Cryo-EM structure of SARS-CoV-2 ORF3a in lipid nanodiscs

A cryo-EM structure of SARS-CoV-2 ORF3a reveals a new fold conserved in coronaviruses, and functional experiments show ion channel activity that may be important for viral infectivity. SARS-CoV-2 ORF3a is a putative viral ion channel implicated in autophagy inhibition, inflammasome activation and apoptosis. 3a protein and anti-3a antibodies are found in infected patient tissues and plasma. Deletion of 3a in SARS-CoV-1 reduces viral titer and morbidity in mice, suggesting it could be an effective target for vaccines or therapeutics.

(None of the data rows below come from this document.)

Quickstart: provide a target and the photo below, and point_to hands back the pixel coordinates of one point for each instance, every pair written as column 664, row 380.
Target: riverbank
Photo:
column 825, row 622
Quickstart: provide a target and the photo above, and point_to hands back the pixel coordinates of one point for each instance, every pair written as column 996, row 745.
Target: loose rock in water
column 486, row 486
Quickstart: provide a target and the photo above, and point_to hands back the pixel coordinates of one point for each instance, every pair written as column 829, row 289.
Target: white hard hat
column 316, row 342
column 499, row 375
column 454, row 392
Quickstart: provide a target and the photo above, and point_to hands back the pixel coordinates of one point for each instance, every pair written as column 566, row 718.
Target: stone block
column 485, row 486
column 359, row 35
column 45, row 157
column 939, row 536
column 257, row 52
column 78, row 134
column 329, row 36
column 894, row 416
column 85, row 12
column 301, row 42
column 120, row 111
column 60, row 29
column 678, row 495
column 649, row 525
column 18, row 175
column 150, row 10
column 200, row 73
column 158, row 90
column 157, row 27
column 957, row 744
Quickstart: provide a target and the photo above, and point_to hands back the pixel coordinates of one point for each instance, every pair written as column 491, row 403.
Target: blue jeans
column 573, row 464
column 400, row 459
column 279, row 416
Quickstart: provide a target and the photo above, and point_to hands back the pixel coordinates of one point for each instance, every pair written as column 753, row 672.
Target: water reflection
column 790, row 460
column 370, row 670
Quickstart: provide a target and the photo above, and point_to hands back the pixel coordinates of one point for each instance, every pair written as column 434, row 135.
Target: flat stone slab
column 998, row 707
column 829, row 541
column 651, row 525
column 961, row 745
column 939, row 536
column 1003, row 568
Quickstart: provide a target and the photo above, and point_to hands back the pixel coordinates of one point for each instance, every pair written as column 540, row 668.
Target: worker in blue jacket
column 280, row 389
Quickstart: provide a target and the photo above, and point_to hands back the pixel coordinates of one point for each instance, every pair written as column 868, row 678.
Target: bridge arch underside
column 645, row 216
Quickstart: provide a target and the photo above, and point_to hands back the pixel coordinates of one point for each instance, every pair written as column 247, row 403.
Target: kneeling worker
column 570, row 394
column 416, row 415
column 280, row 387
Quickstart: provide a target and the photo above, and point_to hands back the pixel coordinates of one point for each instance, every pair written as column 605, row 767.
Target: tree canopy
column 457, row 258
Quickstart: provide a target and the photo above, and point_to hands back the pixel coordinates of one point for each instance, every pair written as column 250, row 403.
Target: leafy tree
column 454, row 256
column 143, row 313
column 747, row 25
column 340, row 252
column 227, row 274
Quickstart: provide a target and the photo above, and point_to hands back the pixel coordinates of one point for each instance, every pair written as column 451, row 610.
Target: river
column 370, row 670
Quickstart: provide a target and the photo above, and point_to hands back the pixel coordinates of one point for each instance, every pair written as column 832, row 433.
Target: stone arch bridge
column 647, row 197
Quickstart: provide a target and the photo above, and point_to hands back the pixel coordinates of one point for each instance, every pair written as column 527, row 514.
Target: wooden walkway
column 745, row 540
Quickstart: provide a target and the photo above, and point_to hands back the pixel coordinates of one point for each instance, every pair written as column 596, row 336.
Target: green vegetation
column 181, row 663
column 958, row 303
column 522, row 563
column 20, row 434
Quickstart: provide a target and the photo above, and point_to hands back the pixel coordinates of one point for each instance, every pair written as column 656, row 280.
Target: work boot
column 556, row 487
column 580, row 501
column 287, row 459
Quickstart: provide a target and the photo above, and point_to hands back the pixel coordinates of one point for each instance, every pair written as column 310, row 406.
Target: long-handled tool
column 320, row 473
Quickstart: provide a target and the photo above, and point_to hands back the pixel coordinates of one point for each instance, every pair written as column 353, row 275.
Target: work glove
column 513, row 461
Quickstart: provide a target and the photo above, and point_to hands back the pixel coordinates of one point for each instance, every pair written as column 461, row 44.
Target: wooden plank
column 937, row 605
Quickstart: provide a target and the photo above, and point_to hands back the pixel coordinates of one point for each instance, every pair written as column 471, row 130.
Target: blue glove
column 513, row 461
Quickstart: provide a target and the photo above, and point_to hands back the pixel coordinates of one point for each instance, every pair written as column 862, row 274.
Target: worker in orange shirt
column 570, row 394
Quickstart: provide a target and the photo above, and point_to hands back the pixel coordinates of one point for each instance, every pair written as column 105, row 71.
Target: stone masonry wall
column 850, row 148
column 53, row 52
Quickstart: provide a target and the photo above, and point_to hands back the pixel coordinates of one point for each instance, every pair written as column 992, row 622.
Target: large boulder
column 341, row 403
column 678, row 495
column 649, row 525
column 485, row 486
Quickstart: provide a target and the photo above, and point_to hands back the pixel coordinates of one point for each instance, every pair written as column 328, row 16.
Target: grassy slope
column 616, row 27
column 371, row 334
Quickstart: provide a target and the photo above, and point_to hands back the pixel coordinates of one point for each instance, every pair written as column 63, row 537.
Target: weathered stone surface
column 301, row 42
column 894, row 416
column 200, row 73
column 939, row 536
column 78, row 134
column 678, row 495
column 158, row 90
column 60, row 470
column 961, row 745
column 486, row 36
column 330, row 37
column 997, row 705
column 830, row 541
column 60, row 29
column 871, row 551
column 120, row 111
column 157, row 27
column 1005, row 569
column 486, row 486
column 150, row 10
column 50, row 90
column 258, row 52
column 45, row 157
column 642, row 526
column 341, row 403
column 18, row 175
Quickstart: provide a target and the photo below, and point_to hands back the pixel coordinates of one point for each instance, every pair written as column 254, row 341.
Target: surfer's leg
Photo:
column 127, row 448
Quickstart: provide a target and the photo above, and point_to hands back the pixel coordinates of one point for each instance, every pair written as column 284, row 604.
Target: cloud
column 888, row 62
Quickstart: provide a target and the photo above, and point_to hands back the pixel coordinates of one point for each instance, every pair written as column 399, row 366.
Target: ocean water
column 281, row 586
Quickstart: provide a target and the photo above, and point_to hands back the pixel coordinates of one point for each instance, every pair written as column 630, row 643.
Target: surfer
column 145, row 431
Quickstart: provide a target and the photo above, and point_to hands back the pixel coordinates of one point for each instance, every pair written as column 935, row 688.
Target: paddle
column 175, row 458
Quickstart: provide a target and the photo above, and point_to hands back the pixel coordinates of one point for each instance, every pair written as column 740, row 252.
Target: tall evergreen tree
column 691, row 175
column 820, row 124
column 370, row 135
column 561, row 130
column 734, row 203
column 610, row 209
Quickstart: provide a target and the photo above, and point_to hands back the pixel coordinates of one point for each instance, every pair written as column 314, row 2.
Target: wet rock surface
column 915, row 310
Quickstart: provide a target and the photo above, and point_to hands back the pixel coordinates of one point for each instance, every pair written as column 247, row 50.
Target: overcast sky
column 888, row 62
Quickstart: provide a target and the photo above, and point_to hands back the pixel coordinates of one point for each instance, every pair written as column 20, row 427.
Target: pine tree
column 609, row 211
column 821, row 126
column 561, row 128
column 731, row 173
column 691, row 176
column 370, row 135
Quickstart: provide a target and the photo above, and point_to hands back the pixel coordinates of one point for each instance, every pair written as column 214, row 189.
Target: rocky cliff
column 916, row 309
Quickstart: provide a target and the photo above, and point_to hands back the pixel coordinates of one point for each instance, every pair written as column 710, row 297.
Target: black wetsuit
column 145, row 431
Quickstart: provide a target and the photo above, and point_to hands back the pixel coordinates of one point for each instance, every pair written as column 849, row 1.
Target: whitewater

Here, we present structures of SARS-CoV-2 3a determined by cryo-EM to 2.1-angstrom resolution. 3a adopts a new fold with a polar cavity that opens to the cytosol and membrane through separate water- and lipid-filled openings. Hydrophilic grooves along outer helices could form ion-conduction paths. Using electrophysiology and fluorescent ion imaging of 3a-reconstituted liposomes, we observe Ca2+-permeable, nonselective cation channel activity, identify mutations that alter ion permeability and discover polycationic inhibitors of 3a activity. 3a-like proteins are found across coronavirus lineages that infect bats and humans, suggesting that 3a-targeted approaches could treat COVID-19 and other coronavirus diseases.

Automated summary

The cryo-EM structure of SARS-CoV-2 ORF3a reveals a new fold conserved in coronaviruses, with functional experiments showing ion channel activity that could be crucial for viral infectivity. Deletion of 3a in SARS-CoV-1 reduces viral titer and morbidity in mice, indicating it could be a potential target for vaccines or therapeutics. The study also identifies structural features of 3a and potential inhibitors that could be used in treating COVID-19 and other coronavirus diseases.